Today's elections go back to paper instead of voting machines; more on social media downstream responsibility


Today, I voted in a local Arlington VA election, and noticed that the county has gone back to paper ballots (machine-scanned), and away from Windows-based voting machines.

I had covered the controversy over voting machines on an election day posting here in November 2008. I had worked as an election judge three times (from 2005 to 2007) and taken the tech training on supporting the machines.  But in case one of them crashed, all you did was restart it (with a power button) and it usually worked.

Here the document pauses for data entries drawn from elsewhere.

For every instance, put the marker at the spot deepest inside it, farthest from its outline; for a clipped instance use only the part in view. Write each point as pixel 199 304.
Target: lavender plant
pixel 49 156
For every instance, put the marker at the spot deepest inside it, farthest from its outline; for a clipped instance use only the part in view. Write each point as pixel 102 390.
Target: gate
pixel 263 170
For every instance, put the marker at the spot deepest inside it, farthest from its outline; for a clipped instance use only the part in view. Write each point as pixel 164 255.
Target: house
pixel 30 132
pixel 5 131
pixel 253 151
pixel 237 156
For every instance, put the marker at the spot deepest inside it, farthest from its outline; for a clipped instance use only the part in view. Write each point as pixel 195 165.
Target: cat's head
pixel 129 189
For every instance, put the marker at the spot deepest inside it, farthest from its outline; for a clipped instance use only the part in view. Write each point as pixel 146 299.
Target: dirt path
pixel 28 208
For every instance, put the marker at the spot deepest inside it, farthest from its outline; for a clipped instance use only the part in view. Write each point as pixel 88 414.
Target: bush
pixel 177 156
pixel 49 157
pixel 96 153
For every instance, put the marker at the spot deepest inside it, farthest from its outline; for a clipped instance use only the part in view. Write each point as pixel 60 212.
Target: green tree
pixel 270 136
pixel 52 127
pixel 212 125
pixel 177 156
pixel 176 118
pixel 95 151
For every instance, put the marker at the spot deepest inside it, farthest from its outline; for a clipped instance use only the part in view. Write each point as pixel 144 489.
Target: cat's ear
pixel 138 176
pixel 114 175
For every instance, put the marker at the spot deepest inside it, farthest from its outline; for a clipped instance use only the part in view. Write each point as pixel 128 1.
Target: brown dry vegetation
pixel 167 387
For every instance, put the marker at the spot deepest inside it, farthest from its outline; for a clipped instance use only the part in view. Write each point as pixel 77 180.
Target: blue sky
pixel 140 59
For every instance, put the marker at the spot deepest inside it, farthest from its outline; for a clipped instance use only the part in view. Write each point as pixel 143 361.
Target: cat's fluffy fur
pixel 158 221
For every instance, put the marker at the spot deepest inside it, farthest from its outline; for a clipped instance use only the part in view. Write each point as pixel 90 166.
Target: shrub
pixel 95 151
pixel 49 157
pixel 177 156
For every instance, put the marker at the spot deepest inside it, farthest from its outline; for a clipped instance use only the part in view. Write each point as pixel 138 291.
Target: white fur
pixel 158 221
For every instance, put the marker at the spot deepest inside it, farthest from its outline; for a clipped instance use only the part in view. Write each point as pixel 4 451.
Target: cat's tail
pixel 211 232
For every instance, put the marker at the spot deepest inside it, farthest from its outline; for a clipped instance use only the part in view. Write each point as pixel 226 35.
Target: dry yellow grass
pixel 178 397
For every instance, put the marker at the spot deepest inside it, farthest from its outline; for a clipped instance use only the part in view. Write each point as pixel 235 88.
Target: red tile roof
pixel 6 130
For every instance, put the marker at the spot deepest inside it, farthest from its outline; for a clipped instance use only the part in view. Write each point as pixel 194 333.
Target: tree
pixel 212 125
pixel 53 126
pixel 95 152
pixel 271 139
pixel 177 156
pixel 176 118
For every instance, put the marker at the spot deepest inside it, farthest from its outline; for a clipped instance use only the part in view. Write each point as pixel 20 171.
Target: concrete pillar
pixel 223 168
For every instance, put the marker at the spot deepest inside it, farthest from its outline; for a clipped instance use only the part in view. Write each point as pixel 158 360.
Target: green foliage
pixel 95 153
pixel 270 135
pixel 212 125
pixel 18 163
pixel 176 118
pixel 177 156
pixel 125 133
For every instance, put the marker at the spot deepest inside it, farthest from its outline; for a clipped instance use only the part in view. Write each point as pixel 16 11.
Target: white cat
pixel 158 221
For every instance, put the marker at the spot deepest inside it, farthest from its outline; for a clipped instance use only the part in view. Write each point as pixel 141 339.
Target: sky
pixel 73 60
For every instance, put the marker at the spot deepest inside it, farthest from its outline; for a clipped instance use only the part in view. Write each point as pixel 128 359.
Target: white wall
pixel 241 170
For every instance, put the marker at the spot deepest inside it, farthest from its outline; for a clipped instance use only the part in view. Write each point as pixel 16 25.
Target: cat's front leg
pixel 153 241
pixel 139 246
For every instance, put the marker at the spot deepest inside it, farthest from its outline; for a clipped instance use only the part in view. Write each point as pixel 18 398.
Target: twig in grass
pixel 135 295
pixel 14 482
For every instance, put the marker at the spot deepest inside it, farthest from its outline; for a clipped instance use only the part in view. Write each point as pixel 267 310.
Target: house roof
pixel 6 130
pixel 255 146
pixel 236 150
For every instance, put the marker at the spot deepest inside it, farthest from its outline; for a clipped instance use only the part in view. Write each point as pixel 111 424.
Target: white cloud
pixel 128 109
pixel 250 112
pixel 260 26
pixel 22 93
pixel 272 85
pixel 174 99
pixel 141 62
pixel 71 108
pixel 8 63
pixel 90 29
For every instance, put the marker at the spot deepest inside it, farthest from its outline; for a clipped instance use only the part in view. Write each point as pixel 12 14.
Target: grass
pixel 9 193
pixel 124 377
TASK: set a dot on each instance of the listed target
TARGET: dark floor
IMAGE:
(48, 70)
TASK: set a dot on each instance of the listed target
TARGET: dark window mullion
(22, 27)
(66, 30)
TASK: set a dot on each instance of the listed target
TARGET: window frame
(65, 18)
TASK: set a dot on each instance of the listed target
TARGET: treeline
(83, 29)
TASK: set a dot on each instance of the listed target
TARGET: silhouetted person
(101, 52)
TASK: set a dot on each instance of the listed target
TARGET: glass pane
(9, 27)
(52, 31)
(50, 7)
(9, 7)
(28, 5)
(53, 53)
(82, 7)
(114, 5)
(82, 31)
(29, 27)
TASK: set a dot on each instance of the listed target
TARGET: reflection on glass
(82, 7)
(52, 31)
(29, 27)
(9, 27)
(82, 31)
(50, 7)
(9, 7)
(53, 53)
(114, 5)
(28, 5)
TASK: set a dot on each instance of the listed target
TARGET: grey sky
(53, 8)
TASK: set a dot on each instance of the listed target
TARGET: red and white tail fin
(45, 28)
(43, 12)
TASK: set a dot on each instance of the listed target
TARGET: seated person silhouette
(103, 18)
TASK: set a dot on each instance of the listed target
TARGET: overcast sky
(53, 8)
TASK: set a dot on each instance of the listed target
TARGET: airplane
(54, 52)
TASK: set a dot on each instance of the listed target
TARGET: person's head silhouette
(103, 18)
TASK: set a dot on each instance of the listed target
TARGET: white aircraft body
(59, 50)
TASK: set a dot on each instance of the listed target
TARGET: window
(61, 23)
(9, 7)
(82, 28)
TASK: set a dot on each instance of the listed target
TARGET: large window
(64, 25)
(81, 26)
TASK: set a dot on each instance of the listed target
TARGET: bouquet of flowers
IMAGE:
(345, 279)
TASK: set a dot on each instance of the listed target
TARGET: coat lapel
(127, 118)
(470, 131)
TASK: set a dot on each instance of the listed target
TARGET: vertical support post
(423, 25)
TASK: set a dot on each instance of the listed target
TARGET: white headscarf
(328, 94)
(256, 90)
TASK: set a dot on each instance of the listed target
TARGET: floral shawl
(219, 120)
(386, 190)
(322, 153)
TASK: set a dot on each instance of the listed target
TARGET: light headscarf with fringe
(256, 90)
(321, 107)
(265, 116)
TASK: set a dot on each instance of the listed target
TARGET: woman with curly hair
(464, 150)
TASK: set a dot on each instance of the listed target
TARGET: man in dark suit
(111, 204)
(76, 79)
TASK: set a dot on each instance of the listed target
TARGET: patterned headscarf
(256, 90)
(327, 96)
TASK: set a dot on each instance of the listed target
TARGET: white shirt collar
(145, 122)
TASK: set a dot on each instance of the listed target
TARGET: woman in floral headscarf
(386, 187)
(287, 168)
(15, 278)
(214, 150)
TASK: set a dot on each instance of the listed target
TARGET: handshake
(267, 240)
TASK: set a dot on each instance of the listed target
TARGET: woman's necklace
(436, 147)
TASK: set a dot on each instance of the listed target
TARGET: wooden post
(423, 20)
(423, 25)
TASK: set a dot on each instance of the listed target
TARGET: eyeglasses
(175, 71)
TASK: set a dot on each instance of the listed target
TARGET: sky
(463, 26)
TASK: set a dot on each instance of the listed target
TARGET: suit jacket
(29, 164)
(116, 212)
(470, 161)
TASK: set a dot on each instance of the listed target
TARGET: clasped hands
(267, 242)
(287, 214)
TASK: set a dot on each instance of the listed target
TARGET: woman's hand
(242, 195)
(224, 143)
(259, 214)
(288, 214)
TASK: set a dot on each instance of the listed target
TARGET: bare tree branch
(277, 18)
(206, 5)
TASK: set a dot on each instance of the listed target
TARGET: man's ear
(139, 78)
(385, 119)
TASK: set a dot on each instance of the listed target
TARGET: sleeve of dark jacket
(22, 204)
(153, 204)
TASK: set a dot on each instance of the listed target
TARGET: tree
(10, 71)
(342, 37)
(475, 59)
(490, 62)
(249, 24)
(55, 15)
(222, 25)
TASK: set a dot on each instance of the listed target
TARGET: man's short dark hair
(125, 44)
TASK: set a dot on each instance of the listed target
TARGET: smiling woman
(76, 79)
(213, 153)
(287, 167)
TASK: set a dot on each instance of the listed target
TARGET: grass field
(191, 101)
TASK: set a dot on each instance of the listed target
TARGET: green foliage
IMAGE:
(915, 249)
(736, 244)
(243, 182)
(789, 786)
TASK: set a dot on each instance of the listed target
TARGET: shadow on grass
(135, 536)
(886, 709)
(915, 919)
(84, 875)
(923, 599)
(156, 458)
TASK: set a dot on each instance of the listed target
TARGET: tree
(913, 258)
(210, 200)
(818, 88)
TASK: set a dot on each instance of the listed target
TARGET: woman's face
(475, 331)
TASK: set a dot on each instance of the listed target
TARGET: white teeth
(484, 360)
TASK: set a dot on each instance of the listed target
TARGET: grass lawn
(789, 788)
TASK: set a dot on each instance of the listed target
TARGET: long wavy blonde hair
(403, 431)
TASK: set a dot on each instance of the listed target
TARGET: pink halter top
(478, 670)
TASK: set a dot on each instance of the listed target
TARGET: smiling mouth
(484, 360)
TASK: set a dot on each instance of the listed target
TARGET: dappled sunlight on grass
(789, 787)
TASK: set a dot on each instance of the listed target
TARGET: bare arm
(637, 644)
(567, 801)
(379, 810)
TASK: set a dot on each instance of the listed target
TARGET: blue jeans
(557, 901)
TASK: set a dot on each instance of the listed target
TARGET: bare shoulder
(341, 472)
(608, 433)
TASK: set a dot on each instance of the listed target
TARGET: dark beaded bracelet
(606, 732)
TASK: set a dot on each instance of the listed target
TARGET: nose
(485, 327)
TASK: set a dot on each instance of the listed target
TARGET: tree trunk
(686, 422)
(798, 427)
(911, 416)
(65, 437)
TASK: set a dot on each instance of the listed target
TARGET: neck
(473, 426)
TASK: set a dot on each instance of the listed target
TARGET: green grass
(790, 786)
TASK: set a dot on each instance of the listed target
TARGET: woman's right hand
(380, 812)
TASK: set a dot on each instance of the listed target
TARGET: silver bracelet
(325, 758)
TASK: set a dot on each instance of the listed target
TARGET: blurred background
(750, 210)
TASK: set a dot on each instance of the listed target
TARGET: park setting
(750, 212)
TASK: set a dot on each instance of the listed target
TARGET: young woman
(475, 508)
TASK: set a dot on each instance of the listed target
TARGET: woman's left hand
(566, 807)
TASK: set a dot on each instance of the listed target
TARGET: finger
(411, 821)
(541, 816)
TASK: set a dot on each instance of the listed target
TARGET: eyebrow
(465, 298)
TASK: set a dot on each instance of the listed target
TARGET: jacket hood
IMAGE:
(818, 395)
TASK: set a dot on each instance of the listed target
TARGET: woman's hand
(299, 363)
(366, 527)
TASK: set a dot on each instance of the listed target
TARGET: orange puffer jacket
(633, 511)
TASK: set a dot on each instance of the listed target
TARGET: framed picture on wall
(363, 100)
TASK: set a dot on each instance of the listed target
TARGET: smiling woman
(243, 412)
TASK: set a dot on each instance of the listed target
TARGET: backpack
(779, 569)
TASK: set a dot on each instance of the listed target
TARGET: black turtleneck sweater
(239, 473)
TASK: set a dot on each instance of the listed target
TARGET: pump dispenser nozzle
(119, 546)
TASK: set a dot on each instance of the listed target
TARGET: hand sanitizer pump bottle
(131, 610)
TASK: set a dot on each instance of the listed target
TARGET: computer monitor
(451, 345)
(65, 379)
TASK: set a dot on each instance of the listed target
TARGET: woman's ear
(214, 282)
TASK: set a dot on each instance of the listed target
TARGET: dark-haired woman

At the time, the operating system had been Windows XP.

The election judge process today was better in that there was electronic verification of your voting (rather than a manual checkoff on paper).

Working as an election judge offers low-pay and a 17 hour day where you have to be there by 5 AM.
 
On another matter, Micah Lakin Avni has an important op-ed in the New York Times, “The Facebook Intifada”, link here, where the columnist argues that social media companies should be required to make more responsibility for removing hateful or inciting content.  His characterization of the new kind of terrorism (with another supporting sublink) is chilling, “ordinary young men and women inspired by hateful and bloody messages they see online to take matters and blades into their own hands.”  I could relate it to the indignation that comes with inequality (and accompanying insularity), which I have personally witnessed earlier in my own life.